El espejismo mundialista: ¿qué puede pasar con la economía si España gana?
España está en la final del Mundial. La euforia deportiva inunda las calles, los políticos se pelean por salir en la foto y la maquinaria propagandística se calienta. Pero en los análisis económicos —los que no salen en la tele— planea una sombra: la experiencia de 2010, cuando la fiesta mundialista dio paso a una crisis que se llevó por delante empleos, ahorros y confianza. ¿Estamos a punto de repetir el patrón?
La sombra de 2010: cuando la euforia se desvaneció
El argumento central de quienes miran con recelo el éxito deportivo es la historia reciente. Tras el Mundial de Sudáfrica 2010, España no solo celebró el triunfo: el Gobierno de entonces —también socialista— multiplicó las fotos en la Moncloa, las recepciones y el relato de grandeza. La crisis, sin embargo, ya estaba incubada. Los años 2011, 2012 y 2013 trajeron la peor fase de la recesión: paro por encima del 25%, rescate bancario, recortes que aún colean. La hipótesis que resuena entre analistas independientes es que un nuevo éxito en el Mundial podría actuar como cortina de humo para problemas estructurales que no se han resuelto.
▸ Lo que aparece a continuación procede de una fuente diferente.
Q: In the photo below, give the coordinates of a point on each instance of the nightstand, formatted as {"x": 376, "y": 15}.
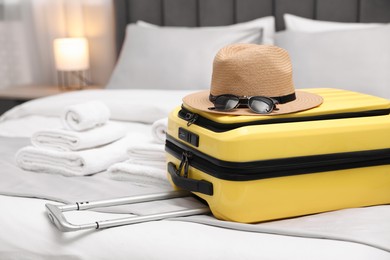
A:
{"x": 13, "y": 96}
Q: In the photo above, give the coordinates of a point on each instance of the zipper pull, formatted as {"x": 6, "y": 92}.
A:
{"x": 184, "y": 164}
{"x": 191, "y": 118}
Inflación, deuda y la huida hacia adelante
Los datos concretos escasean en la euforia general, pero hay una corriente que alerta sobre la «brootal inflación» —expresión que capta el clima— y la posibilidad de que el triunfo deportivo sirva para justificar una política de derroche fiscal disimulado. Mientras la selección juega, el precio de la cesta de la compra sigue subiendo, la hipoteca media no da tregua y el paro juvenil se enquista. Que la televisión pública dedique horas y horas al equipo nacional no es inocente: una vez terminado el partido, la realidad volverá a ser la que era.
La política y el factor electoral: ¿elecciones anticipadas?
El otro frente de debate es la instrumentalización política. Se especula con que el presidente del Gobierno —Antonio, como lo llaman en el lenguaje llano de la calle— aprovecharía la ola de popularidad para adelantar elecciones. La jugada recuerda a 2010: el triunfo vestido de rojo, las banderas, el abrazo del poder. Pero la ciudadanía, quemada por crisis previas, podría reaccionar con escepticismo. «Bueno, por lo menos no gobierna la extrema derecha y hasta hemos ganado otro mundial», es una frase que resume el conformismo resignado que temen los más críticos.
No hay respuesta clara. Lo único seguro es que dentro de pocos días sabremos si el trofeo vuelve a casa. Lo que venga después dependerá de si aprendemos algo de la última vez.